No mesmo passo, no âmbito da Câmara Municipal de São Paulo, o Ato nº 1.142/2011, dispunha sobre a aplicação do limite remuneratório constitucional, e com esse fim, estabelecia:
Art. 6º Ficam excluídas da incidência do teto remuneratório constitucional as seguintes verbas:
I – indenizatórias, previstas em lei, tais como:
a) ajuda de custo;
b) auxílio-refeição;
c) auxílio-transporte;
d) férias em pecúnia;
e) indenização salário-maternidade regido pela legislação previdenciária do Regime Geral de Previdência Social;
f) vale-alimentação;
g) parcela suplementar a que se refere o artigo 30 da lei 13.637/03; (Revogado pelo Ato 1496 de 01 de dezembro de 2020)
h) outras parcelas indenizatórias previstas em lei.
II – eventuais ou temporárias, tais como:
a) abono de permanência em serviço, no mesmo valor da contribuição previdenciária de que trata a Lei nº 13.973, de 12 de maio de 2005;
b) a função gratificada instituída pelos arts. 14 e 19 da Lei nº 13.637/03 e a parcela de irredutibilidade de que trata o art. 30 dessa mesma lei. (Redação dada pelo Ato nº 1.128 de 2013) (Revogado por Ato nº 1496 de 01 de dezembro de 2020)

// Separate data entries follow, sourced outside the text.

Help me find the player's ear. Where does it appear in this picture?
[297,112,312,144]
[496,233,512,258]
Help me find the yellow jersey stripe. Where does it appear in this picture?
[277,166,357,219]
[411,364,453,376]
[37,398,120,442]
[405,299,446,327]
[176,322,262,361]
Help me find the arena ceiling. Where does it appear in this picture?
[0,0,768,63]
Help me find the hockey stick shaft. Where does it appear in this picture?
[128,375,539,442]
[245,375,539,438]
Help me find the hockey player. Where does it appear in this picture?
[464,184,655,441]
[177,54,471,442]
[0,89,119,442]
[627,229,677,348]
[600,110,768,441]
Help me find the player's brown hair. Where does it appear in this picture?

Art. 7º Estão sujeitas ao teto remuneratório as vantagens pecuniárias de caráter permanente, eventual ou temporário, e as de qualquer origem que não estejam explicitamente excluídas pelo artigo 6º deste Ato.
Interessante destacar a previsão do art. 7º, do Ato nº 1.142/2011, segundo a qual as verbas que não estivessem expressamente previstas no art. 6º deveriam se sujeitar ao teto remuneratório. Dito de outro modo, as verbas não mencionadas no art. 6º do mencionado Ato ou previstas em lei como indenizatórias (art. 6º, inciso I, alínea h), deveriam estar sujeitas ao teto, sendo, por isso, a regra a observância ao teto, salvo as exceções previstas em lei como indenizatórias.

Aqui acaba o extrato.